Social Studies 201

September 19, 2003

Presenting data – chapter 4

1. Introduction

Chapter 4 presents various ways of organizing data. When presenting quantitative data, it is not common to merely list all the values of the variable, as is the case for the list of incomes in the stem and leaf display handout or the spreadsheet of the data set ssae98.sav. Rather, values of the variable are organized into tables, diagrams, graphs, and summary statistics (chapter 5) to make the data more amenable to examination and understanding. There are no necessarily correct ways to organize the values of a variable from a particular data set, but there are a number of incorrect or misleading ways to organize the data.
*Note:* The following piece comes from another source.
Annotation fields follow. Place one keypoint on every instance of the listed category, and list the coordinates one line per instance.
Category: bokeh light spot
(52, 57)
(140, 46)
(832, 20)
The aim is to present data in a form that properly portrays the characteristics of the sample or population and clearly and accurately illustrates the issues or phenomena being studied.

The material in chapter 4 provides guidelines about how to organize quantitative data. Many of the rules, procedures, and notation outlined in that chapter 4 are consistent with methods statisticians use when analyzing data sets.

Today’s notes present the following:

• Rules concerning notation when working with statistics.
• Frequency, proportion, and percentage distributions.
• Class limits and real class limits.

Issues concerning production and definition of data are not discussed in these notes. It will be assumed that the data have been well produced (chapter 2), and the population and variables clearly defined (chapter 3). Here I discuss how the data obtained by the researcher can be organized for statistical analysis.

2. Tally or count – pp. 104-6

If there are not too many cases in a data set, it may be possible to count the number of cases taking on each value of the variable, and this an be a quick and efficient way of organizing or summarizing results from a small data set.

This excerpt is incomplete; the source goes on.